Grubumuzda dünya devleri;
Almanya var mı?
Hayır!
İtalya var mı?
Yok!
Fransa var mı?
I-ıh!
İspanya var mı?
Cık!
Peki, kimler var?
Mazisini arayan ahı gitmiş vahı kalmış avuç içi kadar Hollanda…
Bir de orta şekerli buzlar ülkesi Norveç!
Diğerleri:
Lokum gibi Karadağ, fıstık gibi Letonya, leblebi, çekirdek Cebelitarık!
Sen kalk mazisini arayan ahı gitmiş vahı kalmış Hollanda’yı tıkır tıkır 4-2’yle geç…
Tam dişimize göre olan Norveç’i tarafsız sahada (Cebelitarık) 3-0 hezimete uğrat…
Sen gel kendi sahanda 2 farklı önde götürdüğün maçta fıstık gibi dandik Letonya’ya 3-3 takıl.
Sen yine gel kendi sahanda 2-0’ı koruyamayıp lokum gibi Karadağ’la da 2-2 berabere kal.
Tüm bu rezaletler yetmiyormuş gibi, evire çevire 4-2 yendiğin Hollanda’ya karşı aldığın 6-1’lik hezimetle tüm bunların üzerine tüy dik.
Yuh be!
Hem de milyon kere yuh!
Sözüm ona bunların çoğu Avrupa’nın kalburüstü takımlarında oynuyor.
Hastirsinler!
Ruh, milli heyecan olmadıktan sonra isterlerse uzayda oynasınlar…
Benim için boş çuvaldan farkları yok!
Böyle ruhsuzlar mangasının başına değil Şenol Güneş’i ve Kuntz’u…
Mourinho’yu getirsen ne yazar?
Hiç!
Mehmet Okur, Gönül Yazar!
BİR MESSENGER KLASİĞİ
-Merhaba.
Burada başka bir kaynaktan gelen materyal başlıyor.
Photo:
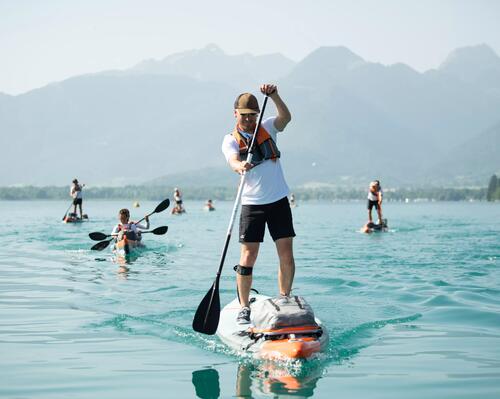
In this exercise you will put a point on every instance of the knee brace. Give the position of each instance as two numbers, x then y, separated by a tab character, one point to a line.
243	270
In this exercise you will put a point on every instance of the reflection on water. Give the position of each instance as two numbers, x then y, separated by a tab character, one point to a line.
297	380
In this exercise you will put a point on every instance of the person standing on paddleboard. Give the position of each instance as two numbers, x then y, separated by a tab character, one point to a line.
76	192
375	200
264	197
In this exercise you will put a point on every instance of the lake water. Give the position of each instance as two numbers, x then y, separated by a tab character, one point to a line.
413	313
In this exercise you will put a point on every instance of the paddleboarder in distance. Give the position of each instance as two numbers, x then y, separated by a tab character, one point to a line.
264	197
375	200
76	193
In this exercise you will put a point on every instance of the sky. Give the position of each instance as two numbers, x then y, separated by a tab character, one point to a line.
43	41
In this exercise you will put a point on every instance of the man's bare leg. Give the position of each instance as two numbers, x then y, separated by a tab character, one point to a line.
287	264
248	256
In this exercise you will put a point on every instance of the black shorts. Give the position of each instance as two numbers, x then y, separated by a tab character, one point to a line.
277	215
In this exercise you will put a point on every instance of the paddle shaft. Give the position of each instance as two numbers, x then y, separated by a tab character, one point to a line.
215	287
156	210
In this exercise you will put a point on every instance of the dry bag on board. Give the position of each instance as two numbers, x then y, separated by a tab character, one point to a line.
282	312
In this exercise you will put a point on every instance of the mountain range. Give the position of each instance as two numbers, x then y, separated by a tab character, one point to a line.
162	121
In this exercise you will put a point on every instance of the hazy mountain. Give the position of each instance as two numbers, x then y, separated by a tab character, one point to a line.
353	120
479	156
478	65
212	64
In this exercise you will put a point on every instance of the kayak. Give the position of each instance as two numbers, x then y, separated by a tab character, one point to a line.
72	218
126	247
283	342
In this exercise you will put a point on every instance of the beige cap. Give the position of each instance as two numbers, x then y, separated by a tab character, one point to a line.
246	103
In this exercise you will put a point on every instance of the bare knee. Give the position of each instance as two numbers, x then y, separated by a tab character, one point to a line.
248	254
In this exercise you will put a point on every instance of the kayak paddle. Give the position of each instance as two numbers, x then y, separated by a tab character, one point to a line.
159	231
206	318
160	208
98	236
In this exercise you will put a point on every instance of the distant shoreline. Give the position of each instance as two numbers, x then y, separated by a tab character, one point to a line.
228	193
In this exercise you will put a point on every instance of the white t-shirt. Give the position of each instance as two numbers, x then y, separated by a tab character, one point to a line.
265	183
74	193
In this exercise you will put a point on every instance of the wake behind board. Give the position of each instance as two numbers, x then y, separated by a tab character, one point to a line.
297	342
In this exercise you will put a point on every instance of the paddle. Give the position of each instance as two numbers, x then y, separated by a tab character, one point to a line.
103	244
206	318
160	208
98	236
69	207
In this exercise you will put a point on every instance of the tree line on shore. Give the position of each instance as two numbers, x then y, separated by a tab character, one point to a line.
493	192
228	193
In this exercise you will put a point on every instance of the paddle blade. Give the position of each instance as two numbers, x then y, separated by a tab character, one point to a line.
97	236
101	245
162	206
160	230
206	318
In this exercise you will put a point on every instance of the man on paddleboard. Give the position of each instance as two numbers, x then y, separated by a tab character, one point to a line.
264	197
375	200
76	193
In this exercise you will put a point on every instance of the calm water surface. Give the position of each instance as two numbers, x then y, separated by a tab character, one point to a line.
412	313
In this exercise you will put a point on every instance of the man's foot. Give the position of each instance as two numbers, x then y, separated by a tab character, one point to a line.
243	316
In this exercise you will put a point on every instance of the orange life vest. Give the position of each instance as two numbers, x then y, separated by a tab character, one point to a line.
265	147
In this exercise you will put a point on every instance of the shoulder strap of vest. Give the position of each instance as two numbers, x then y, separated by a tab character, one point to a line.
262	135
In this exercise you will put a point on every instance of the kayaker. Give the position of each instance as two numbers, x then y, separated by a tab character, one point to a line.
178	201
375	200
76	193
264	198
209	205
125	226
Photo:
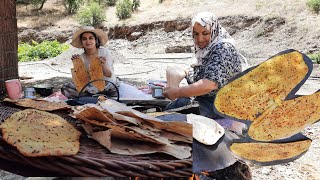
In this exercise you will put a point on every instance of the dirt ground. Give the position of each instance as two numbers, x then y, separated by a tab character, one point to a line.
144	59
138	68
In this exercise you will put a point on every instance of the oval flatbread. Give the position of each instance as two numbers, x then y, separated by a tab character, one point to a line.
39	133
267	152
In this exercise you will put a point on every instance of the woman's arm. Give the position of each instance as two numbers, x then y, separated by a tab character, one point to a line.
198	88
106	70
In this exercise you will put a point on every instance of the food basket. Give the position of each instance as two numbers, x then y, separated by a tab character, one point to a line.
94	159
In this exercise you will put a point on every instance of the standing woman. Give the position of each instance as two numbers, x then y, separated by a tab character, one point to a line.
218	61
92	40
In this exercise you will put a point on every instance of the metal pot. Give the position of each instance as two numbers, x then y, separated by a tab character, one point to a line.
43	89
157	92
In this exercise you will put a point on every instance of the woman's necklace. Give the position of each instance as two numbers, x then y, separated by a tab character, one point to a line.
91	55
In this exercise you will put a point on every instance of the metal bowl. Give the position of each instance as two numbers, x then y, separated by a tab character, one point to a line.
43	89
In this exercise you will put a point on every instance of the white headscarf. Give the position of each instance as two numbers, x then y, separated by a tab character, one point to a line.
218	34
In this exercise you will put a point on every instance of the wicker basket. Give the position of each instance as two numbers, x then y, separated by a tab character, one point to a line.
95	160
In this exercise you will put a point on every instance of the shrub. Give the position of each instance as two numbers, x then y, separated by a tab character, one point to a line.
92	15
135	5
315	58
314	5
72	6
23	2
111	2
39	51
38	3
124	9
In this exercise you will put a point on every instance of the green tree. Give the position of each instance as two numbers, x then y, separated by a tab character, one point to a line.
38	3
72	6
92	15
135	5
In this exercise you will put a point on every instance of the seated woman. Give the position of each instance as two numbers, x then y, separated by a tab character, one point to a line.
218	61
92	40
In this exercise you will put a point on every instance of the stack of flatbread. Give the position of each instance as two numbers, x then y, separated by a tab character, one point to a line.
39	104
123	130
264	97
81	76
38	133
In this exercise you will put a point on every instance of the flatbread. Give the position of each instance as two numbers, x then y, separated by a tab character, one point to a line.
264	87
291	117
94	114
267	152
96	72
39	133
205	130
125	147
39	104
79	73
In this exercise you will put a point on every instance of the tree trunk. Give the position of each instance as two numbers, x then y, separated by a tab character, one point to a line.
8	42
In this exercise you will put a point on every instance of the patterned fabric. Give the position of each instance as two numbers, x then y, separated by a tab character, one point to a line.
220	60
218	33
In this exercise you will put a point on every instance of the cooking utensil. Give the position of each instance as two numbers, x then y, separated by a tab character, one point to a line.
43	89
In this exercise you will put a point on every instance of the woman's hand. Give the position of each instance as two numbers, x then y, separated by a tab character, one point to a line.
103	60
75	56
171	92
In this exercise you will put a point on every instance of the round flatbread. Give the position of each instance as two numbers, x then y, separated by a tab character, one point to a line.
39	133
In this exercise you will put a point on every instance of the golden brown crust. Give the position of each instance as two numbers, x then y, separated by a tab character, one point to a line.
287	119
39	104
265	152
37	133
96	72
79	73
266	86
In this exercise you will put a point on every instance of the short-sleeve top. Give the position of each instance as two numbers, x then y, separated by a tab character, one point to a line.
221	64
102	52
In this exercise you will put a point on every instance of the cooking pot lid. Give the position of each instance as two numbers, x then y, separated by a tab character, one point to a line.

Nasılsın.
-Merhaba, iyiyim, sen nasılsın?
-Ben de iyiyim. Media Mark hediye çekilişi için seni düşünmüştüm. Telefonun faturalı mı?
-Hay Allah ne tesadüf. Ben de aynı işi yapıyorum ve de seni düşünmüştüm. Sahi, senin hattın faturalı mı?
YAĞMUR YAĞIYOR!
Görele’deki bir dostuna konuk gelen bir yabancı, sorar:
-Bir haftadır Görele’deyim, burada hep böyle yağmur mu yağar be birader!
Göreleli dostu, cevap verir:
-Burada her zaman yaamur yaamaz; bazen çirse, bazen caranak, bazen çakal yaamuru, bazen sulusepken, bazen de ahmak ıslatan yaamuru yağar…
Seen gısmetine de yaamur düştü, haşimdi ne diym saa?